Dear Editor: Re: Some humble wishes for Christmas, Our View, Burnaby NOW , Dec. 20. Wish number 2 is for “a real homeless shelter in Burnaby.

Dear Editor:

Re: Some humble wishes for Christmas, Our View, Burnaby NOW, Dec. 20. Wish number 2 is for “a real homeless shelter in Burnaby.”

When I did my nursing training, those with mental illness were treated and, if able to be helped to where they could live in the community, they were discharged with the necessary support. We did not have the tragedy of people not having a home nor the level of addictions we now do. The facility where I did my psychiatry now has services such as family practice, i.e. more population but reduced treatment for mental illness.

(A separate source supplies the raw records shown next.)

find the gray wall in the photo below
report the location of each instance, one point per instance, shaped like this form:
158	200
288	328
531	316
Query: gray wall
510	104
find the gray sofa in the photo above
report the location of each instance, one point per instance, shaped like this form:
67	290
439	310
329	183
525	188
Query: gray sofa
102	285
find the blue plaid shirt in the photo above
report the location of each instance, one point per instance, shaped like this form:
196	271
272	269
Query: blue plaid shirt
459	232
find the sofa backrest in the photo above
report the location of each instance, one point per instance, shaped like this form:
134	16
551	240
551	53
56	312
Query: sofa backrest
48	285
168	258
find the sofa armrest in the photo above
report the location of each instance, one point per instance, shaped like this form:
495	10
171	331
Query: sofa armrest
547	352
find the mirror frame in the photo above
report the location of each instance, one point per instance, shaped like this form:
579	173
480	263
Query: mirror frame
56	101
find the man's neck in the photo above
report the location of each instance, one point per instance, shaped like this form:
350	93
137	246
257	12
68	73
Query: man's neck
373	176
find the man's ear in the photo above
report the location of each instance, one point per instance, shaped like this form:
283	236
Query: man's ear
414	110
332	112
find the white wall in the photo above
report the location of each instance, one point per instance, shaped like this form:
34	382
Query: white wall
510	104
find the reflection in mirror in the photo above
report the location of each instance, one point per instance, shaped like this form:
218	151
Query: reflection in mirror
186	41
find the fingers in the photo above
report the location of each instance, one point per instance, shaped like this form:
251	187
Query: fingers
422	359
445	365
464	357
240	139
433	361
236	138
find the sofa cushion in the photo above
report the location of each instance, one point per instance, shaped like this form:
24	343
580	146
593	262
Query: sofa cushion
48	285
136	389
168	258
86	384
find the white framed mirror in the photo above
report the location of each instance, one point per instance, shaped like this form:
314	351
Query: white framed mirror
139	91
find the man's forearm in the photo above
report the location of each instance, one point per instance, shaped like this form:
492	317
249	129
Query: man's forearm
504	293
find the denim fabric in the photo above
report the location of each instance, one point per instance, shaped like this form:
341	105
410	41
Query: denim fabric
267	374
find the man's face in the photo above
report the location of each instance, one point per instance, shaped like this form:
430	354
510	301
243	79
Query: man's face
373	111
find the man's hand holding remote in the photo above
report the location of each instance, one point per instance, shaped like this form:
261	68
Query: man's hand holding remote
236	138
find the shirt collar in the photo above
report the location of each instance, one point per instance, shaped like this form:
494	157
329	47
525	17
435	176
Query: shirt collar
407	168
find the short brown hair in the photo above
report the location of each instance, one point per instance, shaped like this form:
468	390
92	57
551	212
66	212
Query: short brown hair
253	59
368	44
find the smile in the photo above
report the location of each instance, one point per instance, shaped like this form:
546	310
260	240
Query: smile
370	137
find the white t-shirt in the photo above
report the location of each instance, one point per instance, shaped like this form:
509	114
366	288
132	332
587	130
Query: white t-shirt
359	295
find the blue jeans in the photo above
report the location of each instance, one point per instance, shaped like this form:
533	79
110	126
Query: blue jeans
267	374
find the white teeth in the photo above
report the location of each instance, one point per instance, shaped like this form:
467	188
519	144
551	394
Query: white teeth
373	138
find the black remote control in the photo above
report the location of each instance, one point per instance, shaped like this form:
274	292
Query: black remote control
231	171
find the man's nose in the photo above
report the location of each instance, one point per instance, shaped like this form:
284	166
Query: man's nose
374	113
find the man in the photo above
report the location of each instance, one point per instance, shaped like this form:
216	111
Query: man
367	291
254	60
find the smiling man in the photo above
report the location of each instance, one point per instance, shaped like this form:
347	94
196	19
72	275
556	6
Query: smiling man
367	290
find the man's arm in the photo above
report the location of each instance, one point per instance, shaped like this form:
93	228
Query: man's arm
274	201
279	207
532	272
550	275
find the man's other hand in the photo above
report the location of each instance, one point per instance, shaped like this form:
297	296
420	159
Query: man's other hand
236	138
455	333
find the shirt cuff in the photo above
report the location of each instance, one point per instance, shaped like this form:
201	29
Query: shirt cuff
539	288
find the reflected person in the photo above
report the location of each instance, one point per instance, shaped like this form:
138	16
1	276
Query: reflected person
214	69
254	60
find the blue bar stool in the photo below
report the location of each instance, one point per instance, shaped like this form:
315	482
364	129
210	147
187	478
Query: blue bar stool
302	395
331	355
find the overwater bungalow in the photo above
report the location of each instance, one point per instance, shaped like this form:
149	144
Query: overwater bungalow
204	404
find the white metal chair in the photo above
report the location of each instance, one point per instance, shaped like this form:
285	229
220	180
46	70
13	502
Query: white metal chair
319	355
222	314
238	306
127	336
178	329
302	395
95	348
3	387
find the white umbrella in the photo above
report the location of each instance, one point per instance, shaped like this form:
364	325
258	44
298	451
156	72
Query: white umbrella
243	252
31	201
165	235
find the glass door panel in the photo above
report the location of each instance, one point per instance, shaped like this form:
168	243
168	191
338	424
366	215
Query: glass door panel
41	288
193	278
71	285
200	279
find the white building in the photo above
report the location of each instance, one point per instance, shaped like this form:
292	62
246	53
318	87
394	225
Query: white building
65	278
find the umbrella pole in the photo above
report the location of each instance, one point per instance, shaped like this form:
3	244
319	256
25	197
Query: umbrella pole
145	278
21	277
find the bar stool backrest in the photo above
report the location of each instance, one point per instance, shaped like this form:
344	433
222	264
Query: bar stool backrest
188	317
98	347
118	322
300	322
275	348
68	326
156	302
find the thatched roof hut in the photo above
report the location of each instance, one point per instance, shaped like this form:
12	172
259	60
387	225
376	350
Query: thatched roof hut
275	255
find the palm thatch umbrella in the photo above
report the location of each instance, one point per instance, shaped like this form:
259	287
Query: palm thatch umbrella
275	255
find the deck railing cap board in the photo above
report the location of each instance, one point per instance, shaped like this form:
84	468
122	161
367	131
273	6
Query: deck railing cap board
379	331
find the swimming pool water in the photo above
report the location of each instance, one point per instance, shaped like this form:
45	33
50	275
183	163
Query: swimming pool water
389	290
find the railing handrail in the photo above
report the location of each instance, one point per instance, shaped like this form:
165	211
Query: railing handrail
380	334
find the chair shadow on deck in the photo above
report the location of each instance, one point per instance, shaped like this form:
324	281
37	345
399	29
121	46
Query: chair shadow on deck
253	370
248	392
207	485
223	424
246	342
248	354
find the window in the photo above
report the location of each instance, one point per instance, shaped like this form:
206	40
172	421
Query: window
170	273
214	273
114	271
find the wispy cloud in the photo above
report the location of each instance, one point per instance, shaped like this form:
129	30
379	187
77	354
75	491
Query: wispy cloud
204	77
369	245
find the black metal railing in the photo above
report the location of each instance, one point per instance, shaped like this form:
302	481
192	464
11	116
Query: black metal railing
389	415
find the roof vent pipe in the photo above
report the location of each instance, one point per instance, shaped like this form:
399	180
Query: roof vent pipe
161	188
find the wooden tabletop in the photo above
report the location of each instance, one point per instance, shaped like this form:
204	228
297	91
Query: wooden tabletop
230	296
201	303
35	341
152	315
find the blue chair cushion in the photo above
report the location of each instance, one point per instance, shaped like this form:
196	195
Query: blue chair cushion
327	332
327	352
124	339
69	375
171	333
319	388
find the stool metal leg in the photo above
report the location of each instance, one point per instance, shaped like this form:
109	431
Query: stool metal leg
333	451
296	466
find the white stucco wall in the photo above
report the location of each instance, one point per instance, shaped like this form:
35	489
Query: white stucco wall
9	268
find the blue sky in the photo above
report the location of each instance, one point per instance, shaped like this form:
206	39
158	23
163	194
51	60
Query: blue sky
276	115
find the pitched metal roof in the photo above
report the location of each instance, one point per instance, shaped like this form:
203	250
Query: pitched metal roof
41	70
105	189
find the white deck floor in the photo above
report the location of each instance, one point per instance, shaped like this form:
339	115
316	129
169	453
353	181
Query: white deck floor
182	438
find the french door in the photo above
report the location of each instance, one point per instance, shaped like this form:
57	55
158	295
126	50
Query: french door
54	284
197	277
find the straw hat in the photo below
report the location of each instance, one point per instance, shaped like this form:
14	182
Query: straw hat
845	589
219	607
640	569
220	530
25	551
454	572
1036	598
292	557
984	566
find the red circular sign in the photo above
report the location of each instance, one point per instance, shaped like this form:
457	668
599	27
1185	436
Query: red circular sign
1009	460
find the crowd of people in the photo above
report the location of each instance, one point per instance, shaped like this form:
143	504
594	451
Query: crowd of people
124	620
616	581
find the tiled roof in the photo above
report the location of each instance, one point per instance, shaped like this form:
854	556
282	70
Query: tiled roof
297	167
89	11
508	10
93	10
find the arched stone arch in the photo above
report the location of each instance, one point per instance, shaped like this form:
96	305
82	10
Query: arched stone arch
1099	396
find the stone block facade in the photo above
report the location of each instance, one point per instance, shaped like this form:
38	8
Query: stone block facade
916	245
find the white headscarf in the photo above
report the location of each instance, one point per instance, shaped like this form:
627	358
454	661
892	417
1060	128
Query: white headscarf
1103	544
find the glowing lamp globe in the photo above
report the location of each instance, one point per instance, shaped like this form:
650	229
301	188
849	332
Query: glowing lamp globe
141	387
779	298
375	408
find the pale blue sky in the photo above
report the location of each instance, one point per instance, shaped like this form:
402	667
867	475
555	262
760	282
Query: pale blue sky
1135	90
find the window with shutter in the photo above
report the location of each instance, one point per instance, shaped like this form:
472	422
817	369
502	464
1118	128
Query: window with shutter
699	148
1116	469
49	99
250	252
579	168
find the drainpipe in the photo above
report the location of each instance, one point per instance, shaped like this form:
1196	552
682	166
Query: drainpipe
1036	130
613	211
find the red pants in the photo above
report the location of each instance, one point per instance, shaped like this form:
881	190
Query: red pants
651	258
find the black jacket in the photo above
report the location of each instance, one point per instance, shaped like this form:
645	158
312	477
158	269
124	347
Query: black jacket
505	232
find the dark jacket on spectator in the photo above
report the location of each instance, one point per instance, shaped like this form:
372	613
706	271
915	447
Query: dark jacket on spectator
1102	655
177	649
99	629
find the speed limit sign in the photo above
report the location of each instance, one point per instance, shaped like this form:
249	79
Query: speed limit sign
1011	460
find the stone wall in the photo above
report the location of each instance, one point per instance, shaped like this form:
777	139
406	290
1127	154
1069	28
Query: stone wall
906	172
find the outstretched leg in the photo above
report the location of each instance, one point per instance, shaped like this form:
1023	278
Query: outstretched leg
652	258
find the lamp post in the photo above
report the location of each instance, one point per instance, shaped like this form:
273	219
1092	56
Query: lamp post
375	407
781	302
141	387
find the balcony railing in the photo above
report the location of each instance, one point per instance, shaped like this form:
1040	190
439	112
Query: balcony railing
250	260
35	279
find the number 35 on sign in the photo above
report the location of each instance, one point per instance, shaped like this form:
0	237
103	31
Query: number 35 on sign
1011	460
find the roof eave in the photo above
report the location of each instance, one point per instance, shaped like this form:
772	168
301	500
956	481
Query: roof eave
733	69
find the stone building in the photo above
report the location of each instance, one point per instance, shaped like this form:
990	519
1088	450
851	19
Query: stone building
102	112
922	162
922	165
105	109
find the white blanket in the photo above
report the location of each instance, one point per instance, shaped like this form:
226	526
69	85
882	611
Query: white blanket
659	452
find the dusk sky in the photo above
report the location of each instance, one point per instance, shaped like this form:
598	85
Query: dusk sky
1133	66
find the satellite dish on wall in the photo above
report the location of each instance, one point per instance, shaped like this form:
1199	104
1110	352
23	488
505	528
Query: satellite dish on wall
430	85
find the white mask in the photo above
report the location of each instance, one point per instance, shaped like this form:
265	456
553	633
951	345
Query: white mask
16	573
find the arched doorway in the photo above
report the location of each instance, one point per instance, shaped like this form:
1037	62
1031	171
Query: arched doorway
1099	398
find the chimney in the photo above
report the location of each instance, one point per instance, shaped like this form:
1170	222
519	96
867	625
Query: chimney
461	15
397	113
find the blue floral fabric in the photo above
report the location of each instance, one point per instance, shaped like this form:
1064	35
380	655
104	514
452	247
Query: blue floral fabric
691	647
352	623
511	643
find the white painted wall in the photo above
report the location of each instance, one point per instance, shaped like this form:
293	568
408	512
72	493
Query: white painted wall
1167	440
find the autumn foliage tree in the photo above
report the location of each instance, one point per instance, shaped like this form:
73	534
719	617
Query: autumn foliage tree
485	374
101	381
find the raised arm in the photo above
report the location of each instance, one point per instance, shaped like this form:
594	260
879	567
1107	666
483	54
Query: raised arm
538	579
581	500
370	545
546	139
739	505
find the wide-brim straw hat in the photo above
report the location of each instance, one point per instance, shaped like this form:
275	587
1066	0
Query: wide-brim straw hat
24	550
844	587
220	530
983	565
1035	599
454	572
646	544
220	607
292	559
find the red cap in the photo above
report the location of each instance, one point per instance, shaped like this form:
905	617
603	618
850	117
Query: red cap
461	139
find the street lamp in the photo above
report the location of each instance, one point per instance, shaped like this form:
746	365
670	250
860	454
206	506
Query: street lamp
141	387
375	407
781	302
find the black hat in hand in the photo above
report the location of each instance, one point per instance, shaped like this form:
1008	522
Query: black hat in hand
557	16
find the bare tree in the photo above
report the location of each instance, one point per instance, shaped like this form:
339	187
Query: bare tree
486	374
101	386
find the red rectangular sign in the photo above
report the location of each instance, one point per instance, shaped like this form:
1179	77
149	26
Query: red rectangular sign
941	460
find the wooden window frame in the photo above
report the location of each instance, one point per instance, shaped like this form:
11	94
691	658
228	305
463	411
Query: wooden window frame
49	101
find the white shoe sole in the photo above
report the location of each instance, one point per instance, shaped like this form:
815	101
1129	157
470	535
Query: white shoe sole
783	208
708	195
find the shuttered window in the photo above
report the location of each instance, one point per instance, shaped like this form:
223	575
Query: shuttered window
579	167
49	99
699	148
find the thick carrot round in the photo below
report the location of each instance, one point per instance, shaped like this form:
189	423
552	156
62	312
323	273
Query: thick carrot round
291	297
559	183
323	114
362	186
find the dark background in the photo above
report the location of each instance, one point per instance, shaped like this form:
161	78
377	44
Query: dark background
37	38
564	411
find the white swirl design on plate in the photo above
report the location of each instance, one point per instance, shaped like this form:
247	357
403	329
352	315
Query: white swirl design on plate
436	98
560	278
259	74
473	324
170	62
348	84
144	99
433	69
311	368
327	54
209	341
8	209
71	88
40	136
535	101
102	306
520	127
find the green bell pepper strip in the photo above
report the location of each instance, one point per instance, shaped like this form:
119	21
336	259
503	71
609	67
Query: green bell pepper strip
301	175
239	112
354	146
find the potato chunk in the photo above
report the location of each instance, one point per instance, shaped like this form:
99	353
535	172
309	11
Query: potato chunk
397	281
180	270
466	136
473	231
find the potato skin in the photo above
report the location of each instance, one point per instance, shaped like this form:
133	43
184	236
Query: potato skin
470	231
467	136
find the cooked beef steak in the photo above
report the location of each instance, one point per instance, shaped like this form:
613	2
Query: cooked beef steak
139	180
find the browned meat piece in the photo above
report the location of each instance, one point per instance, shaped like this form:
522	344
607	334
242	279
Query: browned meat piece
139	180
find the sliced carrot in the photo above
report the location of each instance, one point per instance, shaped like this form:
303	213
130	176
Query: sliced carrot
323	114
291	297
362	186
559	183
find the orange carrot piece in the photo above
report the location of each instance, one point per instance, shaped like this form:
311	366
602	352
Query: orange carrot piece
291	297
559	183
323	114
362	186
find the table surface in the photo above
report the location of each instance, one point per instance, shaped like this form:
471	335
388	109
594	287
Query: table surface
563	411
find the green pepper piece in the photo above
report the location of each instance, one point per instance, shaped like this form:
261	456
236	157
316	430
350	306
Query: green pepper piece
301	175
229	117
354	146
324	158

Homeless shelters for the vast majority of the homeless are as effective and humane as admitting someone with cancer into hospital but not providing surgery, chemotherapy or radiation.  The reason for the hospitalization is not treated as the reason for so much homelessness is untreated mental illness.

Sending someone from a homeless shelter out in the morning despite whatever the weather might be, without food or the funds to eat and to the “candy men” drug dealer parasites who will know where their “customers” have been overnight is not caring for the homeless. They might be “out of sight, out of mind,” and some in the community might feel something good has been done for the homeless, but shelters are like Band-Aids over infected wounds. They have not taken care of the cause. The Vancouver Downtown Eastside, Whalley and other areas where there are homeless shelters are tragic proof of how inhumane homeless shelters alone are for those struggling with untreated mental illness and addictions, with some addictions being the result of people self-medicating in an effort to numb the pain of untreated mental illness.

Many of us are looking with great hope to our provincial government’s Ministry of Mental Health and Addictions and to other resources to provide adequate, accessible, effective treatment for those suffering with mental illness and addictions and also accessible, affordable housing, which we also look to our federal government to provide.